When it comes to improving the coverage of climate change, critics often suggest some variant of the idea that journalists and scientists should do a better job “communicating” with each other.
Over the last few years, a fairly large number of meetings, seminars, workshops, symposia, and conferences have attempted to improve the dialogue by bringing the two groups—some would say “cultures”—together. Countless examples of excellent climate news reports have reflected that exposure. At the end of the day, however, the journalists and scientists always returned to their respective workplaces. That is no longer the case, at least in one “newsroom.”
Climate Central is a hybrid team of nearly two dozen journalists and scientists — spread between a main office in Princeton, New Jersey and a smaller one in Palo Alto, California — who work side by side on stories for television, print, and the Web. Relying upon a non-profit business model that is similar to The Center for Investigative Reporting , ProPublica, and others, Climate Central pitches its work to local and national news outlets, looking for collaborative editorial partnerships. It also makes its various experts, many of who are still affiliated with major research institutions, available as primary sources. The goal is to “localize” the story around regions, states, or even cities, in order to highlight the various and particular ways that changes in climate are affecting people’s daily lives.
“We want to develop a reputation for impartiality and integrity, and we know that there is a long time constant for acquiring that sort of reputation, but a short one for losing it,” said chairman Steve Pacala, who studies climate at Princeton University. “One of the main reasons for having the in-house scientific, technical and policy expert staff, and the almost unbelievable network within the scientific community, is to have the capacity to evaluate material and not make a serious misstep and not overreach as we struggle to educate the public.”
Edited and produced by Betwa Sharma
Like the other non-profit news outlets that have sprung up in recent years, Climate Central is trying to provide specialized coverage at a time when traditional news outlets around the country are losing the ability to produce it for themselves. Newspapers and television stations around the country (most recently at CNN) have axed their science and environment teams. And despite a boom in climate-change coverage since 2004, a study released at a United Nations global-warming conference in Poland last week found that it has dropped off rather significantly this year.
“This is a really difficult climate in which to talk about climate.

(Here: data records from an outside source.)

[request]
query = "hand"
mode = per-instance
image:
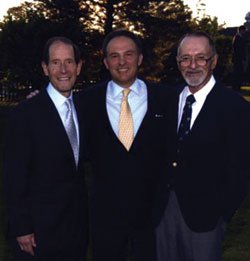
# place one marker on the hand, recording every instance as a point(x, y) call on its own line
point(27, 243)
point(32, 94)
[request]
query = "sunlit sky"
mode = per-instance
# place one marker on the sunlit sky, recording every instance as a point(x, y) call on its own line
point(231, 12)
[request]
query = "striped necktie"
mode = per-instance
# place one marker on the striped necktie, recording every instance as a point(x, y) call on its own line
point(71, 129)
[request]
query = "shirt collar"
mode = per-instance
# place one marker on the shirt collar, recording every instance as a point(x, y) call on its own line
point(116, 90)
point(57, 98)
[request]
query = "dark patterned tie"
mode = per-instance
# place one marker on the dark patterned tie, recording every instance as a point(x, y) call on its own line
point(184, 127)
point(71, 129)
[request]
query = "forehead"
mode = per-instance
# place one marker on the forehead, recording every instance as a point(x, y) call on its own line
point(121, 43)
point(194, 45)
point(59, 48)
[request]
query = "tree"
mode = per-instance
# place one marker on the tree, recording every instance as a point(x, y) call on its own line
point(159, 23)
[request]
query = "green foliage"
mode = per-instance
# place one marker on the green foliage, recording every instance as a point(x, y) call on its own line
point(159, 23)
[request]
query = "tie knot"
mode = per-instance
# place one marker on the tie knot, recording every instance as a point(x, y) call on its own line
point(68, 103)
point(190, 99)
point(125, 93)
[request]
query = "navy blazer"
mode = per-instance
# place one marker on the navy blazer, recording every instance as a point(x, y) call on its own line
point(124, 183)
point(45, 191)
point(210, 172)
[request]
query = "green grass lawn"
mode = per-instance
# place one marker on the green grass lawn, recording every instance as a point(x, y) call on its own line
point(236, 246)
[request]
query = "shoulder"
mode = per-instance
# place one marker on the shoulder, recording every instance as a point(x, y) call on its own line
point(231, 101)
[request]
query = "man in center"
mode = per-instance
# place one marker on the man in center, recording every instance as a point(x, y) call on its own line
point(125, 165)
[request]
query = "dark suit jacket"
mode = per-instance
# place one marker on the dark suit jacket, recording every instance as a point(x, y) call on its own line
point(211, 171)
point(44, 190)
point(124, 183)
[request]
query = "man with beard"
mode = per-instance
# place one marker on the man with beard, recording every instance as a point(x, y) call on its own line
point(208, 153)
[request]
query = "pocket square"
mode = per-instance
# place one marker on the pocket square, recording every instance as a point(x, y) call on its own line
point(158, 115)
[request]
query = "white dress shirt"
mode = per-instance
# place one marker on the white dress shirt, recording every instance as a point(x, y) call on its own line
point(59, 102)
point(200, 97)
point(137, 100)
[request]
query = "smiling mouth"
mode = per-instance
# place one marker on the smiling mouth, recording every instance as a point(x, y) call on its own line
point(63, 79)
point(123, 70)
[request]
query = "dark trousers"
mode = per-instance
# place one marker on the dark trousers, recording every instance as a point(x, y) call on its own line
point(63, 255)
point(117, 244)
point(176, 242)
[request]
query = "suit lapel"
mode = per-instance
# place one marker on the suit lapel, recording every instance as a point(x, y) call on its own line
point(52, 117)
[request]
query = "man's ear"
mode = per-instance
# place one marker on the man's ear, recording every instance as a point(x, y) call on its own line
point(45, 68)
point(79, 66)
point(106, 63)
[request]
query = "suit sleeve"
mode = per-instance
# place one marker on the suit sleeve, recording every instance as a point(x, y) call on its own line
point(17, 166)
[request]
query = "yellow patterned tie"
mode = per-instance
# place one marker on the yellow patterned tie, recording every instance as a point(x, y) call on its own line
point(126, 132)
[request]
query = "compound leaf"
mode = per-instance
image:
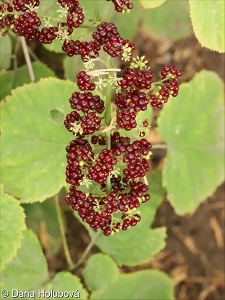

It’s an expensive story to tell and it usually ends up falling to the bottom of the list,” said Heidi Cullen, who directs Climate Central’s communications operation, serves as the on camera face of all its broadcasts, and is also one its senior research scientists. She is speaking from experience; two weeks ago, NBC Universal cut the entire staff of The Weather Channel’s Forecast Earth program, where Cullen has worked for the last five years. She has been contributing to Forecast Earth as a correspondent since January 2008 and hopes “to continue doing that into the future.” Climate Central’s first broadcast, which aired on PBS’s NewsHour at the end of October, identified her as a reporter for both organizations.
The piece, a ten-minute spot about how climate-related drought is threatening trout in Montana, shows that Climate Central is off to a good start. It has all the locally-focused science, commerce, and policy that the group set out to capture, as well a fair nod toward the opinion that declining snow packs, stream flows, and fish populations in the region have nothing to do with warming from greenhouse-gas emissions. The real beauty and innovation of the package is not the broadcast itself, however, but the bountiful range of supporting and complementary information that can be found at Climate Central’s Web site. This includes an annotated transcript with links to relevant scientific research and other data; graphics on current wildfire, wind energy and average temperature statistics; and an interactive climate forecast map. In addition, there are supplementary interviews and reports at Climate Central’s branded YouTube channel and Facebook group. The team hopes to produce state-by-state similar packages, building up an educational database where people can find many “levels” of information.
“It’s almost like typing in your zip code and getting climate information,” Cullen said, noting Climate Central’s emphasis on local trends and statistics. “A lot of people feel like they’re experiencing more extreme events. So their relationship with their daily weather very much informs their feelings about climate change.”